Aberrant expression of microRNAs has been recently associated with chronic lymphocytic leukemia (CLL) outcome. Although disease evolution can be predicted by several prognostic factors, a better outcome individualization in a given patient is still of utmost interest. Here, we showed that miR-29c and miR-223 expression levels decreased significantly with progression from Binet stage A to C were significantly lower in poor prognostic subgroups (defined by several prognostic factors) and could significantly predict treatment-free survival (TFS) and overall survival (OS).

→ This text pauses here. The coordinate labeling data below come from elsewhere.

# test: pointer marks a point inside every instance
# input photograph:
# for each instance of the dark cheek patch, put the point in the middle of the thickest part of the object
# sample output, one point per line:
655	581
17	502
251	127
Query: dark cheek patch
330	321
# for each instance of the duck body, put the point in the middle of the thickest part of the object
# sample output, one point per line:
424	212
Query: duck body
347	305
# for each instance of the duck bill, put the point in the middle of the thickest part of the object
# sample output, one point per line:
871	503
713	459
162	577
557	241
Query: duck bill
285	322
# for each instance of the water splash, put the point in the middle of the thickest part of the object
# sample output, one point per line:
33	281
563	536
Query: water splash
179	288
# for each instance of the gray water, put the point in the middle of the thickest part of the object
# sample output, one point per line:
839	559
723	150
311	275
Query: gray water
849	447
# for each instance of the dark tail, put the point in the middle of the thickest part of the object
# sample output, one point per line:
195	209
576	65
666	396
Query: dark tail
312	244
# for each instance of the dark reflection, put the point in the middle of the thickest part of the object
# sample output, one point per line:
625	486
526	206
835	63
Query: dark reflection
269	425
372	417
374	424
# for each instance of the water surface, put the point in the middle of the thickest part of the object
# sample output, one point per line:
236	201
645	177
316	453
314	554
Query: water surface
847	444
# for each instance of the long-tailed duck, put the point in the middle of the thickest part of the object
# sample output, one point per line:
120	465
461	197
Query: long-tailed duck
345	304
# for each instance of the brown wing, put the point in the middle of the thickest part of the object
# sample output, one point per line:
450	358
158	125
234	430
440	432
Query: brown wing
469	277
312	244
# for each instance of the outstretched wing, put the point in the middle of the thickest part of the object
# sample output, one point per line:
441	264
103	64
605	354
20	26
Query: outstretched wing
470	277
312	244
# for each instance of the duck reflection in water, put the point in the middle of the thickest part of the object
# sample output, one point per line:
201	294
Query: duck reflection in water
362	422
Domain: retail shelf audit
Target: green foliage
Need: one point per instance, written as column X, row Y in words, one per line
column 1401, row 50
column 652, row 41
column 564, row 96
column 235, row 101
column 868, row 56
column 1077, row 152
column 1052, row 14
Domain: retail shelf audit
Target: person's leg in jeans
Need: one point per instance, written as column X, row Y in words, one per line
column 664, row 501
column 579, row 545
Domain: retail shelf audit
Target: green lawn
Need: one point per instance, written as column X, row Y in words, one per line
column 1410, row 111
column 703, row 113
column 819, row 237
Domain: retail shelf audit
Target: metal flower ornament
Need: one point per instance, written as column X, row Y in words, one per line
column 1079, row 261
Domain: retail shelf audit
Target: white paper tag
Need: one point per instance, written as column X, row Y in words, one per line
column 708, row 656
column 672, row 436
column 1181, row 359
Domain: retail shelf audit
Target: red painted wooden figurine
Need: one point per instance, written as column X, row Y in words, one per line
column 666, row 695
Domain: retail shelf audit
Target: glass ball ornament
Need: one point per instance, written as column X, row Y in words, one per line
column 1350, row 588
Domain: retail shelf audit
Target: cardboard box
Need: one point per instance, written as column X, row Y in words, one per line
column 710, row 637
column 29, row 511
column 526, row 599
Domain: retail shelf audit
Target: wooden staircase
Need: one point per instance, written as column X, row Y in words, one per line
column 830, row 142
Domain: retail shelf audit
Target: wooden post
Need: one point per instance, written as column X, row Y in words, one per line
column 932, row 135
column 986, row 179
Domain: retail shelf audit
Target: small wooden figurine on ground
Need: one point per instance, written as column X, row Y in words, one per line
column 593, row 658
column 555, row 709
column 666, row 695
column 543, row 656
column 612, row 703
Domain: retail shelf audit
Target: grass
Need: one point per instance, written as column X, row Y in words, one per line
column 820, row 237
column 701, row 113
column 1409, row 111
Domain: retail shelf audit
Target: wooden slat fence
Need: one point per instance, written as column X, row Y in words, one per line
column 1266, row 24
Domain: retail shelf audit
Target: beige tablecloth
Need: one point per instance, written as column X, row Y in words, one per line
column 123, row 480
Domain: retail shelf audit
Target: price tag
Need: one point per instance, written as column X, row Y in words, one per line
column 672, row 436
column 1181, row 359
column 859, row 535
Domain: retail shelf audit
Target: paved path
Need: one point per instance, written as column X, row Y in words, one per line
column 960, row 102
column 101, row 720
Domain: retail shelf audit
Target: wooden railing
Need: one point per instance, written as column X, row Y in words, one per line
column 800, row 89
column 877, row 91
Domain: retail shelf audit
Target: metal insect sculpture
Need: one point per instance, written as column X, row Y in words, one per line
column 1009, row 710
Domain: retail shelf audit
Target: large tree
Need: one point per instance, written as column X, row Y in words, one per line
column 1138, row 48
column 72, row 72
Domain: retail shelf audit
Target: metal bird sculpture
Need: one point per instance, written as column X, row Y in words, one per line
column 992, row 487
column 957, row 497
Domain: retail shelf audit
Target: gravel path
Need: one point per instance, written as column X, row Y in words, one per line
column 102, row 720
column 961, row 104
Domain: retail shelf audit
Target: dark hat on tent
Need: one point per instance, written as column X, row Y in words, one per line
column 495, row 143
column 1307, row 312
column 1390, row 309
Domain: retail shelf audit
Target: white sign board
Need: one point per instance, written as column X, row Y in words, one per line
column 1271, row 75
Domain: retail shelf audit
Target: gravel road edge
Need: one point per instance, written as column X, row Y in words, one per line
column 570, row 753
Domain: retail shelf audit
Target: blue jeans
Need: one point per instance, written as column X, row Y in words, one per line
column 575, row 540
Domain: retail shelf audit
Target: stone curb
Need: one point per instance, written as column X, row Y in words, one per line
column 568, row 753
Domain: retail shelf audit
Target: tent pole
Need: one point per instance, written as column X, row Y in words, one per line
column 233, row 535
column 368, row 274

Furthermore, we developed a quantitative real-time polymerase chain reaction (qPCR) score combining miR-29c, miR-223, ZAP70, and LPL (from 0 to 4 poor prognostic markers) to stratify treatment and death risk in a cohort of 110 patients with a median follow-up of 72 months (range, 2-312). Patients with a score of 0/4, 1/4, 2/4, 3/4, and 4/4 had a median TFS of greater than 312, of 129, 80, 36, and 19 months, respectively (hazard ratio, HR(0/4 < 1/4 < 2/4 < 3/4 < 4/4) = 17.00, P < .001). Patients with a score of 0-1/4, 2-3/4, and 4/4 had a median OS of greater than 312, of 183 and 106 months, respectively (HR(0/4 < 1/4 < 2/4 < 3/4 < 4/4) = 13.69, P = .001). This score will help to identify, among the good and poor prognosis subgroups, patients who will need early therapy and thus will require a closer follow-up.